Azzurro a nessuno

cloud

di Federica Di Blasio

Cassiopea – Mia cara, niente squarci e niente sentimentalismi oggi.

Lira – Forse dovrei solo allontanare la mia mano dal viso e l’occhio dall’unghia di melograno. Distinguo l’elemento triste e tragico nel momento in cui spalle si stagliano all’orizzonte.

Cassiopea – Non vorrei essere amica – di nessuno – ma solo progettare giocattoli sociali. Non vorrei nemmeno una cassetta delle lettere ma lettere nuove e mie.

Lira – Del sangue non amo quel sapore ferroso.

Cassiopea – Nella mia lista di odi incresciosi, ne pescherò uno e griderò altisonante – finché un timpano non sarà perforato e l’allarme non alzerà un sopracciglio.

Lira – Le nuvole nel cielo come se io non esistessi. Perché ti affascina tanto il suicidio, Isidoro? Esso è scelta o coraggio di giovine? In quegli anni lessi Il lupo della steppa: il suicidio era la porta affianco, da aprire ad ogni età. Cosa avevo io, in quegli anni, se gli occhi non perdevano luce e le rughe intorno non erano che riso; cosa avevo se, torta intera, un coltello mi riduceva in mille fette deliziose e fragili

Cassiopea – No, io non voglio aver paura e voglio abbandonare l’adolescenza. Specialmente non voglio aver paura di loro che potrei elencare in crocette e ossigenare nel vuoto.

Lira – Forse anche nelle mie mani si stabilisce una scelta, forse non sempre mi dono a dare. Dev’esserci anche in quelle dita un disdegno di indice o un pollice abbassato, un polso rivoltoso o una fronte troppo alta.

Cassiopea – Vorrei ammalarmi di presunzione e mai scendere dal battello.

Lira -Vorrei un giorno ritrovare quelle anime affini, quei capelli di ragazze profumati di stima. Vorrei una vita da morte a nascita e solo incontri inaugurare.

Cassiopea – C’è vino su quel libro, ma non è più rosso e il grigio pare piuttosto muffa o drammaticità. Non vedo l’ora che questo giorno finisca in bocca agli squali.

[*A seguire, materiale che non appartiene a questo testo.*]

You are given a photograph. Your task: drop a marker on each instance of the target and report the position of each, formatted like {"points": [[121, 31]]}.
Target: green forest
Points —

Lira – Spero che l’oblio sia blu.

 

 

*

 

 

Moby Dick 

 

“Sono arenato su uno scoglio:
sabbia bassa, sale italiano.
Non ho voglia di sbattere la coda
ma la schiuma intorno si scaglia
e si arriccia – ciglio di un occhio
che non guarda.

Da lassù arrivano grida;
indici puntati e occhi fissi m’inchiodano.
Così la gente di mare sa riconoscere
un cavallone da un relitto spennato
una carcassa dal buon auspicio.

Il mio bianco folgorante
– bianco sporco, arpione cicatrizzato –
non riflette ombra di nuvola,
non dice azzurro a nessuno.

Verranno a prendermi con le reti
e sarò insalata e pietanza fumante.

Oppure un guizzo di pesce, un abbiocco
li distrarrà per un momento:

Mi ritrarrò di soppiatto
nell’incosistenza mitica
della foschia e del racconto”.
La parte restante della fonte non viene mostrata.